I travel a lot throughout North America speaking on the pervasiveness of the poisonous porn plague, and when I speak to parents, they are stunned when I read off statistics that highlight just how prevalent sexting is in nearly every single high school. When I speak to students, on the other hand, there is no shock. They look at each other knowingly. Some flush and duck their heads. Others squirm uncomfortably, their smartphones burning a hole in their pocket.
In fact, at a recent high school I was speaking at, I explained to the girls why guys asking them for nude photos or selfies should get immediately dumped, and there were several boys staring at me with open malevolence, furious at what I was saying. The girls, on the other hand, were often nodding emphatically—and of the written questions I collected after the presentation, nearly a dozen were about how to say no to such requests, what to do after sending these pictures, and how to help friends that were terrified that these pictures were being sent on to others.
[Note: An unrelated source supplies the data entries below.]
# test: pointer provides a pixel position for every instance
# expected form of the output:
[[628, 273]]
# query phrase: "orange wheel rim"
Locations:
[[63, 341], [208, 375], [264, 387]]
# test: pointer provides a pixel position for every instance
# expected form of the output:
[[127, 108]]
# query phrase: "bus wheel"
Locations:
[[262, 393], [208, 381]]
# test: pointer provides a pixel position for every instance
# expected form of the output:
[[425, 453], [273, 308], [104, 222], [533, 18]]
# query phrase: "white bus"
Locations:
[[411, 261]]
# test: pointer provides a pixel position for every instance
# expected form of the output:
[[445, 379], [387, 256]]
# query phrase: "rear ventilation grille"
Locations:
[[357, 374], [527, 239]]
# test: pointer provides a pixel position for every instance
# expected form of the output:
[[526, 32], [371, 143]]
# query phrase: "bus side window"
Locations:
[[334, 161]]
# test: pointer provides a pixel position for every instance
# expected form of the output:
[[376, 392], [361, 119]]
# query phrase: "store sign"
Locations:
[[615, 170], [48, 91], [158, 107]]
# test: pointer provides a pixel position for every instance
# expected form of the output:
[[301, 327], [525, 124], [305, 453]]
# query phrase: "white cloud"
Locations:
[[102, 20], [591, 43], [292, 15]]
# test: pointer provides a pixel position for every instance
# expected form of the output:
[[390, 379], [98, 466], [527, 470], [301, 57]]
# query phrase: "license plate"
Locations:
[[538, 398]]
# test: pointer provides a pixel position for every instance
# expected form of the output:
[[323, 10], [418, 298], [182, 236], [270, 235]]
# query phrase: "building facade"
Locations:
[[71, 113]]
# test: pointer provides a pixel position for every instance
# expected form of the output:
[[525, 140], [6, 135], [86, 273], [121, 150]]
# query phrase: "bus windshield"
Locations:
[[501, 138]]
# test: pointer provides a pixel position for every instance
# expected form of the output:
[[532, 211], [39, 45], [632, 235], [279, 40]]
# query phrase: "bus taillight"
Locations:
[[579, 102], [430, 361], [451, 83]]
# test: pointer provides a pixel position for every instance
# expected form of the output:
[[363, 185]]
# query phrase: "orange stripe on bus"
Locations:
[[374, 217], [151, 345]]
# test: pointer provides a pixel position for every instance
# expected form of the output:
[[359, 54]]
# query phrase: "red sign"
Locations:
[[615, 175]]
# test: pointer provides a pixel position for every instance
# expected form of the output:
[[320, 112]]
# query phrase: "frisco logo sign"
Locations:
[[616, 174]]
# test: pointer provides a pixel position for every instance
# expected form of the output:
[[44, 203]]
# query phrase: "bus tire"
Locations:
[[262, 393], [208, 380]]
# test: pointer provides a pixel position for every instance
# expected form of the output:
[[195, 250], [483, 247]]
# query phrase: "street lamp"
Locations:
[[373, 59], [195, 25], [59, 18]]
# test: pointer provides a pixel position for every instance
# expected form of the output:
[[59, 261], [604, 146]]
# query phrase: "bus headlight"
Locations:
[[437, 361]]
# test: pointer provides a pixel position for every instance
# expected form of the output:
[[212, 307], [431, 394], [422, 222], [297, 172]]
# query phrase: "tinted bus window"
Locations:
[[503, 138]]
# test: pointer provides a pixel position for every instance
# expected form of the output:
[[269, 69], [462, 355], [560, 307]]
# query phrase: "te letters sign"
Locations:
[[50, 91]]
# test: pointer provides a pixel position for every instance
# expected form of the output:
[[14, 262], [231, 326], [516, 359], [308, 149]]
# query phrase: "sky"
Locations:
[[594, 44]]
The truth is that most of these pictures are being sent on, and they are being routinely shared. Boys in high schools right across North America actually have online pages they call “slut pages” where they aggregate photos of the teen girls they go to school with. Teenage relationships, of course, end with great frequency and often much emotional pain—and many teens respond to the pain of breakup by sending intimate photos they have received on to all of their friends. North American high schools today are beginning to resemble a sexual Hunger Games.